Sovereign wealth funds’ exposure to private equity has significantly increased in the past couple of years. They had $154 billion in private equity funds as of the first quarter, up 24 percent from the same period in 2015, according to the Securities and Exchange Commission’s Private Funds Statistics report published in October. And that’s without counting direct deals.
Like many other institutional investors, SWFs that are well-established in private equity are increasingly going direct. As we reported in November, this may be behind some interesting events at the Kuwait Investment Authority.
Almost half of SWFs surveyed in PwC’s Sovereign Investors 2020 report in 2016 said they would invest in targets directly, up from 21 percent two years earlier.
“They want to do it on their own,” says Babak Nikravesh, a partner at Hogan Lovells and one of the organisers of the inaugural Sovereign Investors Conference in New York. “Concretely, that means scaling up and putting people on the ground.”
The most sophisticated are expanding their footprint to assist in direct deals. Singapore state investment firm Temasek Holdings opened a San Francisco office in February, while Abu Dhabi SWF Mubadala opened one in October. This week, the latter also established a formal presence in Moscow.
Those that don’t have the geographic presence or in-house expertise are using co-investment to get up to speed, says Nikravesh, with some trying to make the minimum commitment to high-profile funds to gain access to dealflow.
SWFs are also increasing their focus on venture capital. While this isn’t new – sovereigns such as Temasek and fellow Singaporean GIC cashed in on Alibaba’s IPO in 2014, and others have made direct investments in unicorns, including Saudi Arabia’s Public Investment Fund’s $3.5 billion investment into Uber – it has shot up dramatically. They invested more in high-tech companies in 2016 than in the previous 10 years combined, according to the Sovereign Wealth Fund Report 2016, published by Sovereign Investment Lab in July.
As these trends develop they will start to move SWFs from the ‘partner’ to the ‘competitor’ category for private equity firms.
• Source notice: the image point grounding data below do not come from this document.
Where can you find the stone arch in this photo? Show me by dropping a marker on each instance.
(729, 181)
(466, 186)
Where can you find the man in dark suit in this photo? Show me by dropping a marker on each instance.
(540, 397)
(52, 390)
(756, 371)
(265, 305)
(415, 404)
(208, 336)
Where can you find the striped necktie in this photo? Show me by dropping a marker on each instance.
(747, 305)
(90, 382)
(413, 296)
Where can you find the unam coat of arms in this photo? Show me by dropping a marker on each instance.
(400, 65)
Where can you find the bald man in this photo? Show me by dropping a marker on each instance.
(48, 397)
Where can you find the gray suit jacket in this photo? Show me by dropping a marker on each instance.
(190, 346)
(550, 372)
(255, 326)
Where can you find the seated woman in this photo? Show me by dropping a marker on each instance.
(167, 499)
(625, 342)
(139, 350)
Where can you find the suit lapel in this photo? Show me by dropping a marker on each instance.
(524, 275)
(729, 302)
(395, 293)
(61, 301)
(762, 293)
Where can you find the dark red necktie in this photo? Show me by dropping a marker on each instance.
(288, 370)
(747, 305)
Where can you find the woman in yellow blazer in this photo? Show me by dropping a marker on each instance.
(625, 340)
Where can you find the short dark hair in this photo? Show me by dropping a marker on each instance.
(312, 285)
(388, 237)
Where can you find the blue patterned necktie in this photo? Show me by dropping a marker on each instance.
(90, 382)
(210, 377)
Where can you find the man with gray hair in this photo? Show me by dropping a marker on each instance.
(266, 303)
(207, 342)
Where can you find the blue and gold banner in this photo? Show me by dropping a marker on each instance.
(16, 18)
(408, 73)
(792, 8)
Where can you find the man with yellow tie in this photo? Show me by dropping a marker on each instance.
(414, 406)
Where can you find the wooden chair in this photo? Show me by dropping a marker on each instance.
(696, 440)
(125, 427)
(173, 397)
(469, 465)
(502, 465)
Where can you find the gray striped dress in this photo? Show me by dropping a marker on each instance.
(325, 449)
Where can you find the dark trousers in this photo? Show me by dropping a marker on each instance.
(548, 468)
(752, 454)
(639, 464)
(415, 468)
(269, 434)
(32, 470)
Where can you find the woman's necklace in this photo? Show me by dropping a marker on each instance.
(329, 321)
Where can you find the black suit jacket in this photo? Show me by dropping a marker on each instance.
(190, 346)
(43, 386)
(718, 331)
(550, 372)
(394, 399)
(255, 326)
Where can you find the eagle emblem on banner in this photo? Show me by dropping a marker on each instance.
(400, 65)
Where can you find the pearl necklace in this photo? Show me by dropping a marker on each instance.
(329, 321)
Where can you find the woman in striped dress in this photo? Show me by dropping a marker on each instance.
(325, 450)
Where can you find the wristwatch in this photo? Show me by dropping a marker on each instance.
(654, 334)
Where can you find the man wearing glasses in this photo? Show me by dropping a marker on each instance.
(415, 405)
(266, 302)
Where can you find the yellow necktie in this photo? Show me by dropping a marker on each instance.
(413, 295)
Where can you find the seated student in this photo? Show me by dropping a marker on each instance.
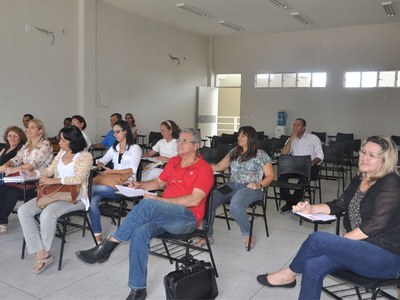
(15, 138)
(371, 245)
(71, 166)
(251, 171)
(131, 121)
(166, 148)
(187, 179)
(26, 119)
(125, 155)
(80, 122)
(37, 153)
(109, 139)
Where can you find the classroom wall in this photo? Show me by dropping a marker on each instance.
(332, 109)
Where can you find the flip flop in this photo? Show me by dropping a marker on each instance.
(42, 264)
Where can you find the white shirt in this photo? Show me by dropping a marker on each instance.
(309, 144)
(130, 159)
(166, 149)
However, these are just a few of the giants.
A number of smaller and emerging SWFs are exploring investing in private equity for the first time. Panama, for example, is likely to make its entrance in private equity in 2018, intending to ultimately allocate 5-10 percent of its $1.4 billion assets.
A flurry of SWFs, including smaller ones such as Rwanda’s and the Turks and Caicos Islands’, have also popped up in the past few years and could tap private equity in years to come. You can read more on this in our emerging markets focus next week.
“As these funds emerge and grow, they move from government securities to public equities and real estate and then eventually to alternative asset managers because they need the returns,” says Paul Downs, a partner of Nikravesh’s. “It’s a very typical progression that we see.”
These new entrants will ensure that SWFs remain the fundraisers’ friends as well as dealmakers’ foes.